AUSTIN -- As Texas grows, so does the burden on its endless miles of roads and highways, as well as a water supply dogged by drought.
"If the drought persists, which all indications suggest that it will, by year 2060 over 50 percent of Texans throughout our state could be faced with an inadequate supply of water during times of drought," said Heather Harward, executive director of the H2O4 Texas Coalition. "It is a serious and grave situation."
On Thursday, lawmakers offered a potential lifeline. Considered off-limits last session, the state's savings account known as the "rainy day fund" is expected to reach nearly $12 billion over the next two years.
At a Thursday hearing of the Senate Finance Committee, lawmakers advanced a measure that would allow voters to approve using $6 billion of that for water and transportation projects. As senators heard testimony on SJR 1, the discussion reignited another debate.

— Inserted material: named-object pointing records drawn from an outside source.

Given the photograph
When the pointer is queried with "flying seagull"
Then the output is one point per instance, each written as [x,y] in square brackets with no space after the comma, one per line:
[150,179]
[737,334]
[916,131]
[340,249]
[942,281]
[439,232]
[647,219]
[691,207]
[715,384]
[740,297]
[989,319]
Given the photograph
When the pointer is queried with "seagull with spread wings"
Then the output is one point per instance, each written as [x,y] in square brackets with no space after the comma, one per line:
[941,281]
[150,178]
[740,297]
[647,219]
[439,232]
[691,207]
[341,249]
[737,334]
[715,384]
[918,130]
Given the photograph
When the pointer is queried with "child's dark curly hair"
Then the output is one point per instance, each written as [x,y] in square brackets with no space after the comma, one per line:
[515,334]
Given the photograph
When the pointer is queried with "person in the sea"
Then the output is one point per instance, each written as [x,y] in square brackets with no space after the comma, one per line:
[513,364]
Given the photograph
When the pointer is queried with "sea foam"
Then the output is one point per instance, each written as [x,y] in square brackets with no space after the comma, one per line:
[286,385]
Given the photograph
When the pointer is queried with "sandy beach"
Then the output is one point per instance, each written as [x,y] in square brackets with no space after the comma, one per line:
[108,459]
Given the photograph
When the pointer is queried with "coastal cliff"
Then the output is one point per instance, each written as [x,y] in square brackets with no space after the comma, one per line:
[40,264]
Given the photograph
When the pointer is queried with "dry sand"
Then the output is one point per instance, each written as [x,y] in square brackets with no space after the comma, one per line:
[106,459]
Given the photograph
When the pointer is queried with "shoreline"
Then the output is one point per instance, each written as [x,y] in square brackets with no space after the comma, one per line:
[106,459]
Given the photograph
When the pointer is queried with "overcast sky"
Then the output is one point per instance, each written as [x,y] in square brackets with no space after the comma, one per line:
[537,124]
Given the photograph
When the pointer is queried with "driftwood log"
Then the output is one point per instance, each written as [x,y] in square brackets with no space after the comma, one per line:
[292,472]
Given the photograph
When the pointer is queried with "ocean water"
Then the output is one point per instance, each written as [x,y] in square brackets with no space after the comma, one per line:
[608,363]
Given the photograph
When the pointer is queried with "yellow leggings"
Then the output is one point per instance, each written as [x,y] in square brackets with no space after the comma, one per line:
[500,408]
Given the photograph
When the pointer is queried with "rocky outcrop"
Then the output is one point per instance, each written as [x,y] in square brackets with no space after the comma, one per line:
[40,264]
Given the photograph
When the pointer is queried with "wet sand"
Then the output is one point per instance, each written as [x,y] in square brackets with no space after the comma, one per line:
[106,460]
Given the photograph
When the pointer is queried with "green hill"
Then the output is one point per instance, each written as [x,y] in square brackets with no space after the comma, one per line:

"I submit to you that the third leg of that stool should be public education," said Wayne Pierce, executive director of the Equity Center. "It's every bit as much a part of infrastructure of this state as are transportation and water."
The education funding debate also took a new twist, this time concerning just how much school funding has been cut. Referencing a claim made by former Republican lawmaker Bill Ratliff in an interview with Texas Monthly, State Sen. Wendy Davis (D-Fort Worth) argued the four year total could be more than the $5.4 billion cut from public education by the 82nd Texas Legislature in 2011.
"The actual decline in resources provided from the state to public ed since 2009 is $8.3 billion," Davis told committee members.
Senate Finance Committee Chairman Tommy Williams (R-The Woodlands) argued the reverse was true.
"The reality is if you look at it on an all funds basis, all sources of money, school districts actually experienced a cut in the aggregate of about $800 million," Williams told KVUE, suggesting school funding is actually up $4.5 billion under the current proposed budget.
Declining to elaborate on the discrepancy in numbers, Williams said his efforts are concentrated on ensuring increases in education spending are done in a way that would most benefit classrooms and increase equity.
"Our school districts of course can tell the story of the cuts that they've experienced and what the impact of those cuts have been," said Davis, telling KVUE efforts to tap the rainy day fund for schools will continue.
Meanwhile Williams suggests an upcoming comptroller's study on property values could alter the conversation.
"I felt like it's important to have that information before we make a final decision," Williams explained. "Because we want to make a thoughtful addition to public school funding and not just throw money over the fence for the sake of political expediency."